Two tools are worth building into your workflow. Socket.dev analyses your dependency tree and surfaces supply chain risk signals: whether a package has unusual install scripts, new maintainers, or behavioural patterns that match known compromise techniques. It goes beyond known CVEs to flag things that look suspicious before they have been formally identified as malicious. Corridor takes a different angle — it baselines your codebase and flags risky patterns introduced over time, including dependency additions that expand your attack surface. Neither is a guarantee, but both change the default from “trust everything unless proven otherwise” to something closer to continuous scrutiny.
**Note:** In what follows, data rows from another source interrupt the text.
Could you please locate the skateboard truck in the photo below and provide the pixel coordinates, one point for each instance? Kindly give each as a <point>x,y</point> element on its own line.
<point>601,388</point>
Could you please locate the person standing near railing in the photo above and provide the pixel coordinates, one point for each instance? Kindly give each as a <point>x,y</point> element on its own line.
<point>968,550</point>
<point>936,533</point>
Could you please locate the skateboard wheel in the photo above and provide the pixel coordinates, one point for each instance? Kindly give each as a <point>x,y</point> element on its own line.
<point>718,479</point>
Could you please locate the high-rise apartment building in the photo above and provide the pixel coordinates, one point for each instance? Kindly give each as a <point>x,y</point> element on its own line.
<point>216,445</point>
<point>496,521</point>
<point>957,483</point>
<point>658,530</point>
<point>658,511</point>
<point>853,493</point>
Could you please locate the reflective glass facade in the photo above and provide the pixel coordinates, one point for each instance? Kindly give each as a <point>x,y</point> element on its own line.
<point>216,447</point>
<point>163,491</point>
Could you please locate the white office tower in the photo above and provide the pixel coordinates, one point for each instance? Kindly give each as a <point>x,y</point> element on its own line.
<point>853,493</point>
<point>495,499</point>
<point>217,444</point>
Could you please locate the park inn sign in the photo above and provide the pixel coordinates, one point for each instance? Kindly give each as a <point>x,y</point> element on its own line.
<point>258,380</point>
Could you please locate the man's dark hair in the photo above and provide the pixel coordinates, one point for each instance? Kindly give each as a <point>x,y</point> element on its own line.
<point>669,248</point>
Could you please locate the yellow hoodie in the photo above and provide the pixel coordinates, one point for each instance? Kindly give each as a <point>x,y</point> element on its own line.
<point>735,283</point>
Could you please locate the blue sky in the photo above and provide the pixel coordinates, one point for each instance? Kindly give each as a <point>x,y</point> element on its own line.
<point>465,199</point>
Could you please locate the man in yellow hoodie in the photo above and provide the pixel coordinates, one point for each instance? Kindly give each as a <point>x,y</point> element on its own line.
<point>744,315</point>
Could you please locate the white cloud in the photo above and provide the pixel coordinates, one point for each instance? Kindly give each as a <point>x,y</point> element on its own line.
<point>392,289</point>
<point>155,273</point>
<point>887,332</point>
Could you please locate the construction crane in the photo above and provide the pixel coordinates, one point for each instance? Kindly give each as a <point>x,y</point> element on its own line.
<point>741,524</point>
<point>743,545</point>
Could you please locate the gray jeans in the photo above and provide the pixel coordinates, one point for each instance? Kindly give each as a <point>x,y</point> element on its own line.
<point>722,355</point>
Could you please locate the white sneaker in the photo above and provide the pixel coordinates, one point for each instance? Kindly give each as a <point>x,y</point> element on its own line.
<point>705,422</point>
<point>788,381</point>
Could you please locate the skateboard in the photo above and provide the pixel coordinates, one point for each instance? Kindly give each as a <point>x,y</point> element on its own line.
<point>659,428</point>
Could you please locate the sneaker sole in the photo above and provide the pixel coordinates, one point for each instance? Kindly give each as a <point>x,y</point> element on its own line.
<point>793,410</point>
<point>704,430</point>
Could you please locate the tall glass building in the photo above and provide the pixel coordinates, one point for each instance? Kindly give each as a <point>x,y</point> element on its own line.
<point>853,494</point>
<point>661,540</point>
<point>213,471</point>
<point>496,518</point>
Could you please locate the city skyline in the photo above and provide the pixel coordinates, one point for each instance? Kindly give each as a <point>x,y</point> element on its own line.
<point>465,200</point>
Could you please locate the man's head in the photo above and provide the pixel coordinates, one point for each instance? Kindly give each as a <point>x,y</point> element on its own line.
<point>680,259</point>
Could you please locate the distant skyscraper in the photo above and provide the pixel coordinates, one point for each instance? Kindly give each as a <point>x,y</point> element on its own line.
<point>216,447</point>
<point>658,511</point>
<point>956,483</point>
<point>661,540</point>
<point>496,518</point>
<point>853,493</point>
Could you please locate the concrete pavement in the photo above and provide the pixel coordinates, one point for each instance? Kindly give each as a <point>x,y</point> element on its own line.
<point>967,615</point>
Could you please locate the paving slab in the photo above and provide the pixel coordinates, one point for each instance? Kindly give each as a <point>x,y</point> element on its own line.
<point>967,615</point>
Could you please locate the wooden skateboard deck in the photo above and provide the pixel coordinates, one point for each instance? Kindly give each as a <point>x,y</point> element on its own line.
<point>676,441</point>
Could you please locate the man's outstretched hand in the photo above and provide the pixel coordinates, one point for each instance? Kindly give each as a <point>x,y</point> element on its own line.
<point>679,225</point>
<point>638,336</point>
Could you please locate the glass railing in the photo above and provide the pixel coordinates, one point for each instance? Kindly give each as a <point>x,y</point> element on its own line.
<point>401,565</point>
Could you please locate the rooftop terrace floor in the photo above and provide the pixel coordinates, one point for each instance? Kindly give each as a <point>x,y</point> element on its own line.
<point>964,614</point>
For dependencies you do keep, pin exact versions in production and treat upgrades as a deliberate decision rather than routine maintenance. This is the counter-intuitive one: the instinct — especially among developers who have absorbed the “always stay current” advice — is to update to the latest version as soon as it drops. But if you are stable, your dependencies are audited, and there is no concrete bug fix or feature you need, upgrading is adding risk with no return. A malicious version of a package is most dangerous in the window between publication and detection. Staying one or two versions behind a release that has no benefit for you is a reasonable position.
This does not mean ignoring security patches. It means distinguishing between a patch release that fixes a known vulnerability affecting your usage (update immediately) and a minor version bump with new features you do not need (let it sit, let others find the problems first). The “update to latest” reflex is another AI-era default: AI-generated code often pulls the latest version by default, and Dependabot opens PRs the moment a new version is available. Both nudge toward constant churn without asking whether the update is warranted.
Access controls on publish credentials are worth reviewing. Many compromises happen because the CI system that publishes packages has overly broad permissions. If your deployment pipeline has npm publish rights, a compromised CI token is a compromised package. Scoping publish credentials to a separate system with additional confirmation steps reduces the blast radius of a CI compromise.
For AI-specific libraries, the same rules apply with higher urgency. Review what you are importing. Understand what data each library touches. Check the maintenance status and security track record. The ecosystem is new enough that “this is the standard library everyone uses” is not sufficient due diligence.
The longer view
The Axios and Mercor incidents are not isolated. They are examples of a pattern that has been building for years and is accelerating. The software ecosystem has become deeply interdependent, and AI coding tools are adding a new layer to that dependency problem: an automated recommender that defaults to popular packages without considering whether the dependency is necessary.
The developers best positioned to resist this are the ones who have internalised that every import is a decision, not a convenience. That instinct takes time and experience to develop. It comes from encountering the consequences of the alternative.
For builders who are developing that instinct now, the most useful thing to ask when the AI recommends a package is: does the language already do this? Often, the answer is yes.